Submitted by Hypx t3_10mdti7 in Futurology
BoredCop t1_j63k2ed wrote
Reply to comment by Hypx in Cryo-compressed hydrogen, the best solution for storage and refueling stations? by Hypx
I'm fully aware of that. Makes no difference to degree of risk, only to wether it will accumulate along the floor or along the ceiling in a garage or a tunnel.
There are reasons why an old name for hydrogen in some languages is "knallgass" or variants of same, it translates as "bang gas" and refers to its explosive tendencies.
There are reasons for why you're supposed to connect and disconnect the charger or jumper cables in a certain order when dealing with a car that has a flat lead-acid battery, and make the final connection to chassis ground away from the battery. Such batteries can create and leak hydrogen via electrolysis, and explosions are a known hazard. The act of connecting jumper cables can create enough of a spark to set it off, as many people have experienced.
Basically, the explosive hazard of hydrogen gas is well known and has been for over a century. Your claiming otherwise cannot change the facts.
Hypx OP t1_j63kvb5 wrote
And yet it is fact that it is safer than gasoline. This is not actually a debate here. People have set both on fire and gasoline is a lot more dangerous:
BoredCop t1_j63nx60 wrote
That first one is laughable, it is from a biased source and is intentionally rigged to produce the desired result. They present it as if the overpressure relief valve is the only probable leak point, and set it up to immediately ignite before any real volume of gas has time to mix with air. It's like lighting a gas range in a kitchen immediately after opening the valve, and claiming this proves it would be safe to let gas leak out for half an hour and then light a match in the same kitchen. Of course you get no explosion when you carefully make sure the conditions needed for an explosion don't occur, by igniting immediately at the leakage site.

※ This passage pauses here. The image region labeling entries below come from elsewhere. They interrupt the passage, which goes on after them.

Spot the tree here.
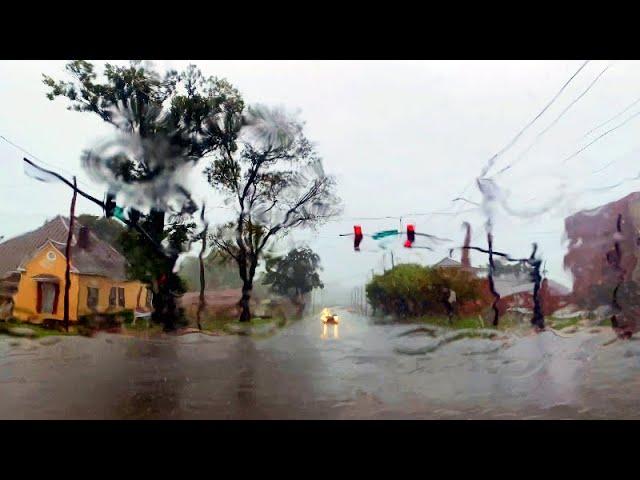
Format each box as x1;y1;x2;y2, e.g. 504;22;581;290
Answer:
78;213;127;253
206;106;338;322
44;60;244;330
366;263;482;316
262;248;324;314
179;251;242;291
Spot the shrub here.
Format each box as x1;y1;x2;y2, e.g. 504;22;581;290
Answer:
366;263;482;316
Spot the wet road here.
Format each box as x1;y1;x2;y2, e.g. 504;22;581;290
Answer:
0;311;640;419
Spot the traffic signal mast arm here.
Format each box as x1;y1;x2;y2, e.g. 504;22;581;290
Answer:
23;157;166;256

The second one is more interesting. Here, they do in fact allow the gas to mix with air for a few seconds before ignition. However, these tests used liquid hydrogen at a much lower temperature than the gaseous phase cold compressed hydrogen we are discussing here. Liquid hydrogen is seriously cold, and only boils off to gas phase at a slow rate depending on how much heat energy it can absorb from the surroundings. In that sense liquid hydrogen it is rather similar to liquid gasoline; it's the gas that burns not the liquid. You'll note none of the spill experiments in that video involved pressure vessels rupturing or pressurised fuel lines breaking, it was all liquid hydrogen at atmospheric pressure. That makes a huge difference in how rapidly it mixes with air. The very low temperature also slows down the reaction when it is ignited, compared to igniting gas that's a hundred degrees warmer.